# 2D Spielphysik mit RigidBodies



## JVTH (11. Jan 2013)

Hi Leute,
ich wollte mal wissen, ob jemand mich in die für mich unverständlichen Formeln der Starrkörperphysik einweihen kann, da ich vorhabe so etwas mal in klein zu schreiben. Habe jetzt seit zwei Tagen nach anfängerfreundlichen Formeln gesucht, bin aber irgendtwie zu doof, um das zu verstehen, gibt es da so ein "For Dummies"-Buch?. Habe bereits grundlegendes physikalisches Wissen und wüsste, wie man eine Partikelsimulation schreibt. Die Rotation bereitet mir im Moment am meisten Probleme. Spieleprogrammierungs Grundlagen sind mir bekannt.
Oder meint ihr, dass so etwas viel zu umfangreich ist?
Danke JVTH


----------



## Marco13 (12. Jan 2013)

~"Nature is as complex as it needs to be - and not more" (oder so ähnlich). Es IST kompliziert. Bei Drehung meinst du wohl die Rotation mit Trägheitstensor und so... ? Ich hatte das irgendwann mal ausgehend von Physically Based Modeling für 3D ziemlich dumpf (und OHNE die ganzen Formeln, die es dort im Übefluß gibt, auch nur Ansatzweise nachzuvollziehen) runterprogrammiert, und das funktionierte AFAIR recht gut. Vielleicht hilft es ja. Ansonsten gibt's das natürlich alles schon fertig, Box2D | A 2D Physics Engine for Games und sein Java-Port JBox2D: A Java Physics Engine , oder PulpCore & Co...


----------



## Kr0e (12. Jan 2013)

Rigidbody Dynamics ist eines der schwersten Themen überhaupt. Hab eine meiner Abschlussarbeiten darüber geschrieben.
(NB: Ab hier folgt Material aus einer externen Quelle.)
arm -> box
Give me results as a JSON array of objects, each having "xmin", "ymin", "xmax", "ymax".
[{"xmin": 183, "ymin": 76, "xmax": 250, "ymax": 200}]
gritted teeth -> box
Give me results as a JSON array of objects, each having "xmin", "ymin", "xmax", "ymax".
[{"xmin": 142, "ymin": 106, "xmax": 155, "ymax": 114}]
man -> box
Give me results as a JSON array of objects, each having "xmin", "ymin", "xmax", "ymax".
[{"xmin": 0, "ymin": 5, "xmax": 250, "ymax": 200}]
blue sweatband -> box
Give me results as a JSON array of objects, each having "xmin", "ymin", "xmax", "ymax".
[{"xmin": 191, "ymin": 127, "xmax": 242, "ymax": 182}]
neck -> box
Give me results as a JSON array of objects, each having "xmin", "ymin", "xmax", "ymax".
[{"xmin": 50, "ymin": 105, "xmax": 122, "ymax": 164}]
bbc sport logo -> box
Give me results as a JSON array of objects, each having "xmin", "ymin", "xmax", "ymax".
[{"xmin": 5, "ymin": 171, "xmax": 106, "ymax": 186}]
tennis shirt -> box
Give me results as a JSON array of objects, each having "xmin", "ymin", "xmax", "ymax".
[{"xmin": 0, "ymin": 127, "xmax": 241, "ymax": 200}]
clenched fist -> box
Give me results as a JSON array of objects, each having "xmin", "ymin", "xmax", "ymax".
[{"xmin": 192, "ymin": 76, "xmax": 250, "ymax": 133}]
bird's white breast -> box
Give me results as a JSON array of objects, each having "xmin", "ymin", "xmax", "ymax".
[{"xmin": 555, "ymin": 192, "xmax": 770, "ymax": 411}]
Die Formeln sind noch das einfachste. Das Problem ist das Integrieren deiner Bewegungsglecihungen. Einfach alle 33ms eine Beschleunigung auf eine Geschwindigkeit auf die Position zu addieren klappt nicht gut.
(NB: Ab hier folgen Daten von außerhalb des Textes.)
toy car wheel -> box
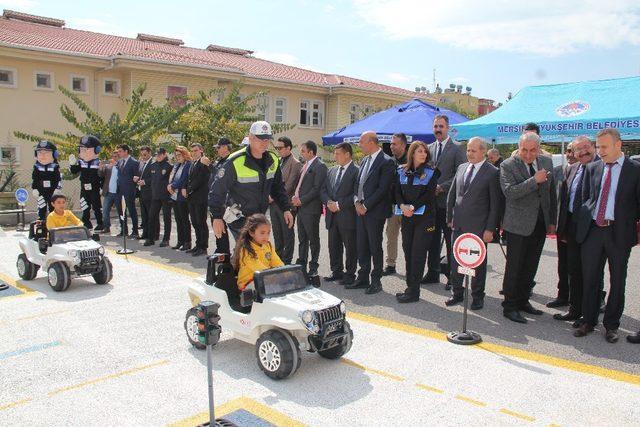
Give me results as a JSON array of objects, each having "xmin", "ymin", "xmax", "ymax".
[
  {"xmin": 256, "ymin": 329, "xmax": 301, "ymax": 380},
  {"xmin": 184, "ymin": 307, "xmax": 207, "ymax": 350},
  {"xmin": 92, "ymin": 257, "xmax": 113, "ymax": 285},
  {"xmin": 16, "ymin": 254, "xmax": 40, "ymax": 280},
  {"xmin": 318, "ymin": 320, "xmax": 353, "ymax": 359},
  {"xmin": 47, "ymin": 262, "xmax": 71, "ymax": 292}
]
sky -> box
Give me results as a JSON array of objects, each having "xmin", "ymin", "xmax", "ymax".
[{"xmin": 0, "ymin": 0, "xmax": 640, "ymax": 102}]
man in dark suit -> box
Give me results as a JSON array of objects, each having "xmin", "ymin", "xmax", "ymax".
[
  {"xmin": 291, "ymin": 141, "xmax": 327, "ymax": 276},
  {"xmin": 574, "ymin": 129, "xmax": 640, "ymax": 343},
  {"xmin": 116, "ymin": 144, "xmax": 140, "ymax": 239},
  {"xmin": 345, "ymin": 131, "xmax": 395, "ymax": 294},
  {"xmin": 320, "ymin": 142, "xmax": 358, "ymax": 285},
  {"xmin": 186, "ymin": 143, "xmax": 211, "ymax": 256},
  {"xmin": 421, "ymin": 114, "xmax": 467, "ymax": 289},
  {"xmin": 445, "ymin": 137, "xmax": 502, "ymax": 310},
  {"xmin": 500, "ymin": 132, "xmax": 557, "ymax": 323},
  {"xmin": 133, "ymin": 145, "xmax": 153, "ymax": 240}
]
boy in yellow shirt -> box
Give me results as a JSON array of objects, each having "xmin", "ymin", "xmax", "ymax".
[
  {"xmin": 232, "ymin": 214, "xmax": 284, "ymax": 292},
  {"xmin": 47, "ymin": 194, "xmax": 82, "ymax": 230}
]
Im Fachbereich nennt man diese Art der manuellen Integration Eulersche Integration und ist die ungenaueste.


Kleiner Tipp: Suche nach ODE Solvern wenn du es selbst versuchen möchtest. Da haben viele begabte Mathematiker schon vieles zu verfasst. Das sollte ein Informatiker nicht nochmal machen 


Ein weiteres großes Problem ist die Kollisionerkennung und deren Behandlung. Wenn du nur mit Kugeln arbeitest, ist der Test trivial. Da reicht eine binäre Erkennung (Also in halbier-Schritten die Entfernung verringern.)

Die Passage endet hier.